Making this code section concurrent/parallel

I’m implementing an algorithm in Go I’ve done in various other languages.
I’ve first done a single-threaded GO version to ensure I’ve got it working.
Now I want to do a multi-threaded version, as I’ve done with the other languages.
I’m using Go 1.16.

Below is the single-threaded Go code I needed to make multi-threaded.

sums := make([]uint, pairscnt) 
lastwins := make([]uint, pairscnt)

for i, r_hi := range restwins { // sieve twinpair restracks
   l, c := twins_sieve(r_hi, kmin, kmax, kb, start_num, end_num, 
                       modpg, primes, resinvrs)
   lastwins[i] = l; sums[i] = c
   fmt.Printf("\r%d of %d twinpairs done", (i + 1), pairscnt)
}

Here I use a goroutine to make it multi-threaded.
It compiles, but seems to only executes one time, and gives incorrect numerical results.

sums := make([]uint, pairscnt)
lastwins := make([]uint, pairscnt)
  
for i, r_hi := range restwins {
   go func() {
      l, c := twins_sieve(r_hi, kmin, kmax, kb, start_num, end_num, 
                          modpg, primes, resinvrs)
      lastwins[i] = l; sums[i] = c
      fmt.Printf("\r%d of %d twinpairs done", (i + 1), pairscnt)
   }()
}

Here’s the same (working) snippet in Crystal, which has a similar concurrency model.

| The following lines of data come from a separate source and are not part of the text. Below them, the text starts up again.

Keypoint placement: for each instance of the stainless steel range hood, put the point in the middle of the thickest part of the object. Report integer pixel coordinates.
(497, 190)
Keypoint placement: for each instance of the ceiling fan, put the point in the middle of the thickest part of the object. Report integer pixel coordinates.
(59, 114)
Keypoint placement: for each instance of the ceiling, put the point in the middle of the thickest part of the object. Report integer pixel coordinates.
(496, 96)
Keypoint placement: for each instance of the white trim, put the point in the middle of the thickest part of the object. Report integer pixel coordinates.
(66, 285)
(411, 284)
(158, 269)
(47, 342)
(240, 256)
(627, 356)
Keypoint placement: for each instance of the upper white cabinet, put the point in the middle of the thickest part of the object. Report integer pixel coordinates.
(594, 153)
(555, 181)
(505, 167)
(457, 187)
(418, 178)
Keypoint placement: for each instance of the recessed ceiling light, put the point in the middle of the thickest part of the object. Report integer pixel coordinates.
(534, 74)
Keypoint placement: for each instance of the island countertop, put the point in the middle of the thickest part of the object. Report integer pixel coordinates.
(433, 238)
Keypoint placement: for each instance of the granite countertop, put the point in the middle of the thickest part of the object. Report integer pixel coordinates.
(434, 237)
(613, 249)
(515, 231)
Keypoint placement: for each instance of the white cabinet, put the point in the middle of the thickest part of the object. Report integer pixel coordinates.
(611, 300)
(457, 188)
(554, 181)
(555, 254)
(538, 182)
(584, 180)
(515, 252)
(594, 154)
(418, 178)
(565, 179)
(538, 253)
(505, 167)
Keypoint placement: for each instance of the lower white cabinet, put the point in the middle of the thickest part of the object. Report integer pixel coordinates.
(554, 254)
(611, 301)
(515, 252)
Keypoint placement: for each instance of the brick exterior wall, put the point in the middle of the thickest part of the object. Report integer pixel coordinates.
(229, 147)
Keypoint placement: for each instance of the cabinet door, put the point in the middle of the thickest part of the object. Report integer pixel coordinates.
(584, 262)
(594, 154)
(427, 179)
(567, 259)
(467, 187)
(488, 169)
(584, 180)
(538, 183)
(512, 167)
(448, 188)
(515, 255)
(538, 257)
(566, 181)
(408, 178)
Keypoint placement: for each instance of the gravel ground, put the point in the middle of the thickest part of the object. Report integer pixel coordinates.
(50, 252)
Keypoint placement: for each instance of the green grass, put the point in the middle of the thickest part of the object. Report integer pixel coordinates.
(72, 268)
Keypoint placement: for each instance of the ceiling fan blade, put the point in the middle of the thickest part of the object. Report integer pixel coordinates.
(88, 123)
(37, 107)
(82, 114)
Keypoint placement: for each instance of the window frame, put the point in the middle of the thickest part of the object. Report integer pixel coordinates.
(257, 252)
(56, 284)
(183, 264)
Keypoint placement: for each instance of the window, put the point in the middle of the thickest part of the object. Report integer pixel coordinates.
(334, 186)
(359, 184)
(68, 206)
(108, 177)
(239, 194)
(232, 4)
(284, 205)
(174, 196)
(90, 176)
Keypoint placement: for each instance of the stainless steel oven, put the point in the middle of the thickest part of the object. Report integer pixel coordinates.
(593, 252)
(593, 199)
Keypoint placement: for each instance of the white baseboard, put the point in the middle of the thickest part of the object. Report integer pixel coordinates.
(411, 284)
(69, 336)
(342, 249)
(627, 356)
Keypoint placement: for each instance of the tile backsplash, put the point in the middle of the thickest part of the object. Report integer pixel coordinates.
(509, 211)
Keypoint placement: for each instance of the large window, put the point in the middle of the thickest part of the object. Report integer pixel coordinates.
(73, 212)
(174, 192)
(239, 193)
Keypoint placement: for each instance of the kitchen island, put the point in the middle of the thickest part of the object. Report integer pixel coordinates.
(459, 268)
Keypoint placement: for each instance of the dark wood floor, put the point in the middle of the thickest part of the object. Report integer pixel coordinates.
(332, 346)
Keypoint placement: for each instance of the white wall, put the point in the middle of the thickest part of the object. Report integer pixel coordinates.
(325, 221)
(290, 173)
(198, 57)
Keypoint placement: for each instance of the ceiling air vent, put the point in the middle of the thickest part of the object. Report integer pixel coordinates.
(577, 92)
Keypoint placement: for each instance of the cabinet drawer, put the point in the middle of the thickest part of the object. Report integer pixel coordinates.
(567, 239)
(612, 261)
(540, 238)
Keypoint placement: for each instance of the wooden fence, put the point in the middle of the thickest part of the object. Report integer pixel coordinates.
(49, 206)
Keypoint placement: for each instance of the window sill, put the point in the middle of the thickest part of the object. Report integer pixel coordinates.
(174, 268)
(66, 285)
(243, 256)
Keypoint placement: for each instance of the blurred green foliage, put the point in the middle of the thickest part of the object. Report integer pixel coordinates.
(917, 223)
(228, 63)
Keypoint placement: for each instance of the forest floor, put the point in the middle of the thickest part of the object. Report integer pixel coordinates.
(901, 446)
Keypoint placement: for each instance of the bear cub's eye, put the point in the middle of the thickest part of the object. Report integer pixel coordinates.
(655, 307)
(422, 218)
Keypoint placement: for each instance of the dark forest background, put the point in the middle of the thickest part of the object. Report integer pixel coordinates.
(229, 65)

sums = Array(UInt64).new(pairscnt, 0)
lastwins = Array(UInt64).new(pairscnt, 0)
done = Channel(Nil).new(pairscnt)

restwins.each_with_index do |r_hi, i|
  spawn do
    lastwins[i], sums[i] = twins_sieve(r_hi, kmin, kmax, kb, start_num, 
                           end_num, modpg, primes, resinvrs)
    print "\r#{i + 1} of #{pairscnt} twinpairs done"
    done.send(nil)
end end
pairscnt.times { done.receive }

Here’s the Rust snippet, which does true parallel execution, and is fastest of all versions.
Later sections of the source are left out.